American evangelicals hold two mutually exclusive beliefs about their faith and its place in society. First, the United States is a Christian nation in which ninety-something percent of citizens believe in God. Therefore, Christianity should be upheld with the highest respect, and anyone who doesn't subscribe to Christianity should learn their place and be silent. Second, Christians are a persecuted minority in this wicked secular nation, and even checking off "I'm a Christian" on an anonymous survey is taking a bold stand for Christ.
They're not duplicitous in holding both beliefs, as Clark writes.

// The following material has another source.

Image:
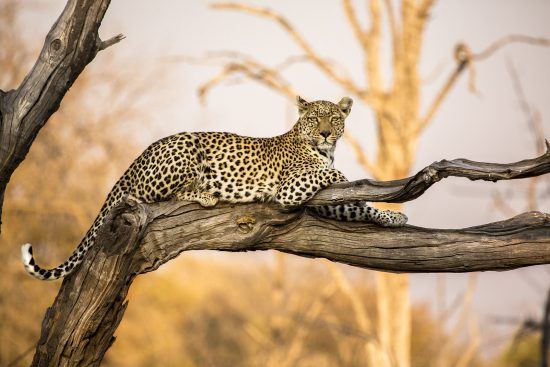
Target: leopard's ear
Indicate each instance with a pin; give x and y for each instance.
(302, 104)
(345, 105)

They sincerely believe both--that they are both a righteous majority and the last of a faithful minority, which is why evangelicals expect--nay, demand--that store clerks greet them with "Merry Christmas" not some mamby-pamby "Happy Holidays," and anyone who does kowtow to the more-inclusive expressions are trying to "remove Christianity from the public square."
Clark wisely notes that today's evangelicals complaining of persecution would be laughed at by first-century Roman Christians, or seventeenth-century Anabaptists, or countless other groups of believers that truly were persecuted for their faith.
The persecuted hegemon phenomenon leads to the oxymoronic concept of non-reciprocal justice:
For these folks, turnabout is never fair play, turnabout is merely backwards. Thus when others respond to them in kind, or even simply remind them of the Golden Rule, they take offense, as though this constitutes an injustice toward them.
The idea is seen when fundamentalist Muslims require their women wear burkhas. It's not the free choice of a handful of faithful Muslim women, nor is the requirement restricted to one's own household, church, or sect. It's become a cultural standard enforced on all women--Allah forbid an upright Muslim man should have to go in public and see a non-Muslim, non-burkha-wearing woman's ankles.
That's why the NOM's ad is so silly, as Clark neatly summarizes:
Your freedom threatens my freedom to live in a world in which people like you are not free to do the sorts of things you might do with your freedom. "And I am afraid."
It must be noted that Clark is a Christian, and a rather clever one at that.